Dans les pages « Débats et opinions » du Figaro du 8 août 2001, Lionel Aracil répond à ces critiques, dans une tribune intitulée « Sade et ses nouveaux geôliers » :
« Notre divin marquis aurait apprécié les cris d'orfraie de ceux qui se présentent en véritables gardiens du temple de Silling. N'est-il pas navrant qu'un prix littéraire dédié à l'héritage de l'écrivain et philosophe, emprisonné pour sa liberté d'expression, soit dénoncé et vilipendé par des embastilleurs de l'édition… un quarteron de littéreux à la retraite, dont Pauvert et Lebrun (sic) se dressent contre les impertinents et subversifs qui ont osé toucher au mausolée ? Si le Prix Sade a été créé, [c'est] pour révéler ou défendre un auteur qui défie l'ordre moral ou politique par-delà toute forme de terrorisme intellectuel […][23]. »
Refus du prix
En 2012, le prix est attribué à Christine Angot pour son ouvrage Une semaine de vacances, traitant de l'inceste[24]. Angot refuse ce prix. Selon son éditeur Flammarion, l'obtention de celui-ci pouvait l'empêcher de recevoir d’autres prix plus prestigieux[25],[4].
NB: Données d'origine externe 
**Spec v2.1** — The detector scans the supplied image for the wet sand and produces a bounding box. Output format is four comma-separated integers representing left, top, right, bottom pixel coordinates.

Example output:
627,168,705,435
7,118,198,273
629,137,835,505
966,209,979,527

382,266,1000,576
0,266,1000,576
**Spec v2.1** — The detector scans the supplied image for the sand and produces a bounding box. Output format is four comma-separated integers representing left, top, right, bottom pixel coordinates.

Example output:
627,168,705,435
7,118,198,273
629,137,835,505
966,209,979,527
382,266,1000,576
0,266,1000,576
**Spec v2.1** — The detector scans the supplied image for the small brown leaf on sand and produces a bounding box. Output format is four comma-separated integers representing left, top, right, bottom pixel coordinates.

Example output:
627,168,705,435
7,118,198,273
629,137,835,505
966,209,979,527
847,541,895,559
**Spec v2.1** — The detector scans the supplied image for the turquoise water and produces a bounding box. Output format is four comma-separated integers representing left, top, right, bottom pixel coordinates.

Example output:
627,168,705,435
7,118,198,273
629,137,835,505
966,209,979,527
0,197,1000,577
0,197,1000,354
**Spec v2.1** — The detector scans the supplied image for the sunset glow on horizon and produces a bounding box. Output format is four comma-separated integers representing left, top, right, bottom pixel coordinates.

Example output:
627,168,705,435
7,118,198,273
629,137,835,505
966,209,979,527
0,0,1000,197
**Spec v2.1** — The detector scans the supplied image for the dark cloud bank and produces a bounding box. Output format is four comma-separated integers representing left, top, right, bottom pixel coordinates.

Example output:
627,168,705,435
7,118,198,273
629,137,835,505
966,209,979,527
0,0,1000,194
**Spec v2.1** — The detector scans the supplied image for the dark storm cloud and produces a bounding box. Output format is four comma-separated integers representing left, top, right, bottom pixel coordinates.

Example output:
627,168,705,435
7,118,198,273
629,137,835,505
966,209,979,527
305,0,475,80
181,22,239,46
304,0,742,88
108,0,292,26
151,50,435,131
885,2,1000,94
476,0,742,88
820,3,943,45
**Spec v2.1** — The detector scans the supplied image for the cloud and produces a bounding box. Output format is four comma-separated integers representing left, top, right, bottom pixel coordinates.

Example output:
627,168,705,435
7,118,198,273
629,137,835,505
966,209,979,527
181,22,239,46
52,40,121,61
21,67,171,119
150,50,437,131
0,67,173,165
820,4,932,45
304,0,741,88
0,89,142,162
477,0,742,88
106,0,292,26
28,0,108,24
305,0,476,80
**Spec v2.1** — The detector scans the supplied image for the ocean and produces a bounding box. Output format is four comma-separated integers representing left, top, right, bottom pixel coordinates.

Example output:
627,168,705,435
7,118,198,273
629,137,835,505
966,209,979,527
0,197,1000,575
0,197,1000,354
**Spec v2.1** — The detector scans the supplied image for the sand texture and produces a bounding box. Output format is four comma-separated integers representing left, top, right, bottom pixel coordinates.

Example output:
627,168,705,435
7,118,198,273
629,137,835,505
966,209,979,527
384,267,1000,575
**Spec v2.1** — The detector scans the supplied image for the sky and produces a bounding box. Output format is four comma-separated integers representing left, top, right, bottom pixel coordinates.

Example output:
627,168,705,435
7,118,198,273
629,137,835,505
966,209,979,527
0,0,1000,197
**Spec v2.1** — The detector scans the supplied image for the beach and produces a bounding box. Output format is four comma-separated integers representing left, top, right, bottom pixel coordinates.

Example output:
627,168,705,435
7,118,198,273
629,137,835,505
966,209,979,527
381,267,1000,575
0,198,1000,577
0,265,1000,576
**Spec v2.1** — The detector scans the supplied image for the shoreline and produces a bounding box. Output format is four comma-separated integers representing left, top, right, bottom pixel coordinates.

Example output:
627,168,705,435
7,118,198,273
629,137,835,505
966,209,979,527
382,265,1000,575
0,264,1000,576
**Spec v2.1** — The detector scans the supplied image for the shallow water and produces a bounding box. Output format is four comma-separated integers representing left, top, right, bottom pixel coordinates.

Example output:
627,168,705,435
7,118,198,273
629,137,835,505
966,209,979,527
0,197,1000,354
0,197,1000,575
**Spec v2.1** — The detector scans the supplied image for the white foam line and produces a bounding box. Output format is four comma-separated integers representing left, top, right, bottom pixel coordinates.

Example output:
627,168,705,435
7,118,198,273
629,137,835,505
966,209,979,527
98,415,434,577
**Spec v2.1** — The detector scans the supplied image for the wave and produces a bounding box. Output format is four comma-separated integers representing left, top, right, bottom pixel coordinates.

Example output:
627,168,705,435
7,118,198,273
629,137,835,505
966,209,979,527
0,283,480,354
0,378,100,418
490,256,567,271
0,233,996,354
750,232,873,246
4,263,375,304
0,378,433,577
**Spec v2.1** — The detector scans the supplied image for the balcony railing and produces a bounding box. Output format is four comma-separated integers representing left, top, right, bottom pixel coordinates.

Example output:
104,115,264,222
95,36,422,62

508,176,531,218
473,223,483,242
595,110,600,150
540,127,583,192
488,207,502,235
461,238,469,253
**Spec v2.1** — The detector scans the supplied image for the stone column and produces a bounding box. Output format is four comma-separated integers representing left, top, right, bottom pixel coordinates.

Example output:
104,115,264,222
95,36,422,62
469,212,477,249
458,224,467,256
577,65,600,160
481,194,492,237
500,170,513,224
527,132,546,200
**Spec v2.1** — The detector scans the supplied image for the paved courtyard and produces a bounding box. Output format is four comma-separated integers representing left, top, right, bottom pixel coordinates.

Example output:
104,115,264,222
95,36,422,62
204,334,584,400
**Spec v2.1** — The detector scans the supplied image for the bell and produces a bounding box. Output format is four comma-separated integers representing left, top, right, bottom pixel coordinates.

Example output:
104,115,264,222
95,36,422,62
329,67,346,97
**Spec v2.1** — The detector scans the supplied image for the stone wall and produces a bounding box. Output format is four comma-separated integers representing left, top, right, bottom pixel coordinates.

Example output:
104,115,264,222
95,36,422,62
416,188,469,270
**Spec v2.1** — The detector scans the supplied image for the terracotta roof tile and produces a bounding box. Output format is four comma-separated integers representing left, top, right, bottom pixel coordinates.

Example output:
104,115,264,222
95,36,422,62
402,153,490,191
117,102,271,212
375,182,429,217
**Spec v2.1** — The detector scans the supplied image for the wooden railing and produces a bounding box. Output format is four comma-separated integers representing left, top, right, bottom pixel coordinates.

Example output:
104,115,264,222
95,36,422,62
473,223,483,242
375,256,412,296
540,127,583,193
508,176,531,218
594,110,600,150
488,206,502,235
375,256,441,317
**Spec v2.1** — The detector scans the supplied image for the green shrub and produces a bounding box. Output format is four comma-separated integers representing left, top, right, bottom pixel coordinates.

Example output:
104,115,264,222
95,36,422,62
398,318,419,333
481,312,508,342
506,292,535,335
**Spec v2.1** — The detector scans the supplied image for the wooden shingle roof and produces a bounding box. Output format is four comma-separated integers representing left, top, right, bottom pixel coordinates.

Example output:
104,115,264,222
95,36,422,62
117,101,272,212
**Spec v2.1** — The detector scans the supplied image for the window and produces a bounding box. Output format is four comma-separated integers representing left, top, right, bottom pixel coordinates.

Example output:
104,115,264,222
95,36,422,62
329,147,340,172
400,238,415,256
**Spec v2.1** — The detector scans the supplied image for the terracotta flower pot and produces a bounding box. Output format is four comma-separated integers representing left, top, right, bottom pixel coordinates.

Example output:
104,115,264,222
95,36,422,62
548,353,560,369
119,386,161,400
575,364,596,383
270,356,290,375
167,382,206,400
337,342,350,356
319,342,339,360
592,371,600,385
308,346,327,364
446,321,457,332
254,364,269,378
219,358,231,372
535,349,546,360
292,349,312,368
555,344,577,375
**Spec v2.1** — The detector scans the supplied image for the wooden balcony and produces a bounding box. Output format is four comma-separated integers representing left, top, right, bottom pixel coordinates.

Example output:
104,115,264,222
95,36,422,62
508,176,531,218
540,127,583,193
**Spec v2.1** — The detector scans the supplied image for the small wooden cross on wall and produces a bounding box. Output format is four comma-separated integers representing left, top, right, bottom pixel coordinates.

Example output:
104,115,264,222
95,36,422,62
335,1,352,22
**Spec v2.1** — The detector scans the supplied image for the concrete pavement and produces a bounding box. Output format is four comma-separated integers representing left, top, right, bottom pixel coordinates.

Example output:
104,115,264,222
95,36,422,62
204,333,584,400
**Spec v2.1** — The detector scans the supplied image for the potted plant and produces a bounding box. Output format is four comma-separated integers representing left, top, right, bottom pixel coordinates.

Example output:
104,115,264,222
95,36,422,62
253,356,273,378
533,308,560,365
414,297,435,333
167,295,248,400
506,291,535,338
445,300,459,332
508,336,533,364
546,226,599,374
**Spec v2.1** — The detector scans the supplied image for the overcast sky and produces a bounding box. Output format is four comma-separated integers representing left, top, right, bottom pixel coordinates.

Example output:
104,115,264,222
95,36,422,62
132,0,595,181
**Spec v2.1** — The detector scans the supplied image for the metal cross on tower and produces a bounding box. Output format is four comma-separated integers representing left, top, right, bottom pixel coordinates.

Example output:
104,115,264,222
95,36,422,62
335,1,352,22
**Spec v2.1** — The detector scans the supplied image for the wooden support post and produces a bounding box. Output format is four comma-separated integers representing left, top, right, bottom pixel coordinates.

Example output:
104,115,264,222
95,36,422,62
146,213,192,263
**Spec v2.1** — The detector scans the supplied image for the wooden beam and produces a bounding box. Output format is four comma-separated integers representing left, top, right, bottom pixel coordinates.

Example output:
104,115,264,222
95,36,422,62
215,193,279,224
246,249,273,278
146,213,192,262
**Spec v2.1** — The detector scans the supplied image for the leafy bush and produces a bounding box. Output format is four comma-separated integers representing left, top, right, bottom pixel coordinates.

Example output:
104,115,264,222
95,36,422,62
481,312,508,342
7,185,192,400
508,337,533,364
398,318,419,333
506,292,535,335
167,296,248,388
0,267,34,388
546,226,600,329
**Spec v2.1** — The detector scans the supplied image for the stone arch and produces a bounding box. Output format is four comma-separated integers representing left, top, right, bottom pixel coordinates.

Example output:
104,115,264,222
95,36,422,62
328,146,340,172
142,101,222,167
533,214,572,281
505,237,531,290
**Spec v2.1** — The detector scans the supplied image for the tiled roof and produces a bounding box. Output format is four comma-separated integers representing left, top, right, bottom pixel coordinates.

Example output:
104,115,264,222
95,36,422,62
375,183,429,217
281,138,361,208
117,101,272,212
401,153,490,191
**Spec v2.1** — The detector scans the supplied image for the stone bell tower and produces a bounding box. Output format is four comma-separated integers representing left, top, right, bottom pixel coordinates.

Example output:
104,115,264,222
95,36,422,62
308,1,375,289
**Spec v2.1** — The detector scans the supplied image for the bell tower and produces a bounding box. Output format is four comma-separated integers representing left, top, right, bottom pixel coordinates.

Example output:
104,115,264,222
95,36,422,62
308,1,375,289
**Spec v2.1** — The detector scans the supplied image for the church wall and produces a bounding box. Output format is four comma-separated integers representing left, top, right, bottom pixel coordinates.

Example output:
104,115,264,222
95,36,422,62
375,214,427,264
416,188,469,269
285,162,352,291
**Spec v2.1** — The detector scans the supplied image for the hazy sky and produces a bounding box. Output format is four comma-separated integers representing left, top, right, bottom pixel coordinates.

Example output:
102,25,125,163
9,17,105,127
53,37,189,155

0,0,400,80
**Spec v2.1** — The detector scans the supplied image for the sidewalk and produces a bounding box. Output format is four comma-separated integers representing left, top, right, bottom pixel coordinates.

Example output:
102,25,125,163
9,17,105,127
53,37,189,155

« L’image de ce prix, qu’elle corresponde ou non à l’œuvre du Marquis de Sade, est en contradiction totale avec le livre que j’ai écrit, et ne pas refuser ce prix serait souscrire à un contresens objectif quant à ce que dit ce livre, contresens que je récuse[26]. »
↑Annie Le Brun, Addendum à « De l'insignifiance en milieu vaginal » (article critique du livre de Catherine Millet, première lauréate du prix Sade, initialement paru dans La Quinzaine littéraire, n° 807, 1-15 mai 2001), dans Ailleurs et autrement, Gallimard, coll. « Arcades », 2011, p. 19-20.